What is a compiler?
Introduction
A compiler is a program that takes in source code written in one language (called the source language) and returns source code written in another language (called the target language). Here's how we might write this in quasi-mathematical notation:
compiler : source_program -> target_program
That :
is read "has type". The arrow represents a function type; in
this case, a function from programs written in the source language to
programs written in the target language.
What are source_program
and target_program
? They must be types
representing code in each programming language. For many or most
programming language, that type is ultimately string
; programmers
write programs as sequences of characters. So we could write something
like
compiler : string -> string
For this class, though, we'll use the previous definition. In some languages–for instance, block-based programming languages like Scratch–programmers usually don't write source code as strings. Also, the first definition is a bit more specific about what these strings should look like.
So, now that we have our definition: what are some compilers you've worked with? What are their types?
compiler |
: |
source_program |
-> |
target_program |
---|---|---|---|---|
javac |
Java | Java bytecode | ||
gcc |
C | Machine code | ||
… |
How is a compiler different from an interpreter?
In addition to compilers, you might have used interpreters before. Interpreters are closely related to compilers; indeed, in this course you'll develop a number of interpreters as well as a number of compilers. What's the type of an interpreter?
Like a compiler, an interpreter takes in program code. What does it produce?
Here's one possible type:
interpreter : source_program -> value
Rather than producing more code in some target language, as a compiler does, an interpreter interprets its input code and produces some value.

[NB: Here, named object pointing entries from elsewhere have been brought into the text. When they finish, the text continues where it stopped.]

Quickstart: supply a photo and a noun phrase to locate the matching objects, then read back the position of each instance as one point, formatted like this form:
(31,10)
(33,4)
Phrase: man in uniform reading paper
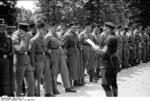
(110,63)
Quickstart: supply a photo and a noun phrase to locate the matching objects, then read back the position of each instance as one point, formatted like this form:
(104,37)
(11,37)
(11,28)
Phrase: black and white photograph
(74,48)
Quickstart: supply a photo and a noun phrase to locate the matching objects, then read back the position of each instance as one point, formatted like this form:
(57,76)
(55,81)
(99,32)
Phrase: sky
(27,4)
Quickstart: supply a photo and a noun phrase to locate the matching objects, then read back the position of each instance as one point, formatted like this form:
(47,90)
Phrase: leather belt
(56,47)
(41,53)
(75,46)
(4,56)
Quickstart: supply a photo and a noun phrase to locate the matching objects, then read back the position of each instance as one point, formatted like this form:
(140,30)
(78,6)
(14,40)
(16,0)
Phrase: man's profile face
(2,29)
(88,28)
(42,32)
(107,30)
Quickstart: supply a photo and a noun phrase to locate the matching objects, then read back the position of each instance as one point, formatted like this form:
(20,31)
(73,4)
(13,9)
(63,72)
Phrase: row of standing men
(46,54)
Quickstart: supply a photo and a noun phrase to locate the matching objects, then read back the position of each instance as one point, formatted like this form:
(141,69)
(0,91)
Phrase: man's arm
(18,44)
(32,45)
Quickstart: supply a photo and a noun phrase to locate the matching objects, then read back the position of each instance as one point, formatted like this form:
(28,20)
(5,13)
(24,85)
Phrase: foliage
(8,11)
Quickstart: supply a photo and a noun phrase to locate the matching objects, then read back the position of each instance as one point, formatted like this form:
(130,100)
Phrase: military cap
(11,27)
(40,25)
(109,25)
(23,25)
(2,23)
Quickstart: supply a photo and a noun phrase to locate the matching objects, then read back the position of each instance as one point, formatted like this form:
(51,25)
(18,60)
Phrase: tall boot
(115,92)
(108,93)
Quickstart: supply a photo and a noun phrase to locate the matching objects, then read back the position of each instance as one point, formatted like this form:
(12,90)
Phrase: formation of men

One very important interpreter for our purposes is the computer's CPU! Depending on your computer, this is probably an interpreter for x86-64 machine code. Machine code is the "native" language of the computer. It's often targeted by compilers, including the compilers we'll develop in this course.
This class
In this class we will be developing, testing, and discussing compilers–in fact, we'll write our first compiler in just a little while. Why does this class exist? Why should you take it?
One reason is that compilers are interesting! For me at least, one of the big appeals of computer science is that it blends elegant theory with practical utility, and I think this topic is a great example of that. On the theory side, we'll learn about formal notions of compiler correctness and algorithms for things like register allocation; on the practice side, we'll get our hands dirty writing real compilers for real systems.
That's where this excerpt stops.